Allowed methods
This topic describes the allowed HTTP methods for F5 WAF for NGINX.
You can use policies to specify what methods are allowed or disallowed.
To disable a method allowed by default, you can use "$action": "delete".
The following example changes the default allowed method PUT by removing it from the default enforcement.

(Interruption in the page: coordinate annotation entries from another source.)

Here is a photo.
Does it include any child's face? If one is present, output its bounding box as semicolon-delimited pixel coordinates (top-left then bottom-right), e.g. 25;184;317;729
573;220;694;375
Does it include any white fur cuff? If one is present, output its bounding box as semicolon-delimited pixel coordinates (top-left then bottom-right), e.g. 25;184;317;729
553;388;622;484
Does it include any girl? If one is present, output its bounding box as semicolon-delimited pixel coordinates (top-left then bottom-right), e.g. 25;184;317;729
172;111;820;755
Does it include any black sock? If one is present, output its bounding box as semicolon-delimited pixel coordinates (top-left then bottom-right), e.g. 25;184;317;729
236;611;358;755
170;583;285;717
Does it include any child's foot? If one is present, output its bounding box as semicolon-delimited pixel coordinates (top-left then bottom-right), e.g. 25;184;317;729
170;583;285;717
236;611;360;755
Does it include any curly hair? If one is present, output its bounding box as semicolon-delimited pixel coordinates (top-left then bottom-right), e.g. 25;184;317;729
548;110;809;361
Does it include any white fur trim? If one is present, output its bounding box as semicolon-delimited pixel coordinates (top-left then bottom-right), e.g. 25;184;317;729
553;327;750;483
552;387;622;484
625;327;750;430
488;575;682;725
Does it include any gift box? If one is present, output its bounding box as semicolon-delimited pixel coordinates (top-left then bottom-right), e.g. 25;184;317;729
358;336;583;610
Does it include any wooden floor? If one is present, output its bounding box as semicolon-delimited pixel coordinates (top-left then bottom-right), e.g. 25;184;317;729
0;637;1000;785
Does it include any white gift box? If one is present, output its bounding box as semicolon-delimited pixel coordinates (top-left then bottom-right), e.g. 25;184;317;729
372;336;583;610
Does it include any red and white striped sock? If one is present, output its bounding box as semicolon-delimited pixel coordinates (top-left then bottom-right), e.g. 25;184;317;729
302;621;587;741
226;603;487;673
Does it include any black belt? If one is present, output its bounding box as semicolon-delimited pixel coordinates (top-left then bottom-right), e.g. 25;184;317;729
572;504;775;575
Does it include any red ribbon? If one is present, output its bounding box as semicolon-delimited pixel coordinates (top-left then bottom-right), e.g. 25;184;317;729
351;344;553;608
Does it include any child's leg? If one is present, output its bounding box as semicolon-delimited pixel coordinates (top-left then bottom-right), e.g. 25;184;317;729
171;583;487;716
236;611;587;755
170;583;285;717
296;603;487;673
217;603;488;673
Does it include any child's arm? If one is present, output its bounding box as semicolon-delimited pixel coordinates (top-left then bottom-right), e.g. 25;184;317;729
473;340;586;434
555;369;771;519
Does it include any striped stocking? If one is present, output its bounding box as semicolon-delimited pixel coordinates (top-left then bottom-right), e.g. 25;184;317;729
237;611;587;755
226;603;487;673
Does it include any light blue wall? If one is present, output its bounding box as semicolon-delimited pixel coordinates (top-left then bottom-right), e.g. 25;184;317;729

The example includes the other methods that are allowed by default for reference, and do not need to be explicitly enabled:
{
"policy": {
"name": "blocking_policy",
"template": { "name": "POLICY_TEMPLATE_NGINX_BASE" },
"applicationLanguage": "utf-8",
"enforcementMode": "blocking",
"blocking-settings": {
"violations": [
{
"name": "VIOL_METHOD",
"alarm": true,
"block": true
}
]
},
"methods": [
{
"name": "GET"
},
{
"name": "POST"
},
{
"name": "HEAD"
},
{
"name": "PUT",
"$action": "delete"
},
{
"name": "PATCH"
},
{
"name": "DELETE"
},
{
"name": "OPTIONS"
}
]
}
}To enable any custom method other than the above mentioned HTTP standard methods, the user must configure the specific modules that allow those methods.
NGINX will reject any custom method other than the standard allowed HTTP methods GET, POST, PUT, DELETE, HEAD, and OPTIONS.
For examples, view the ngx_http_dav_module topic.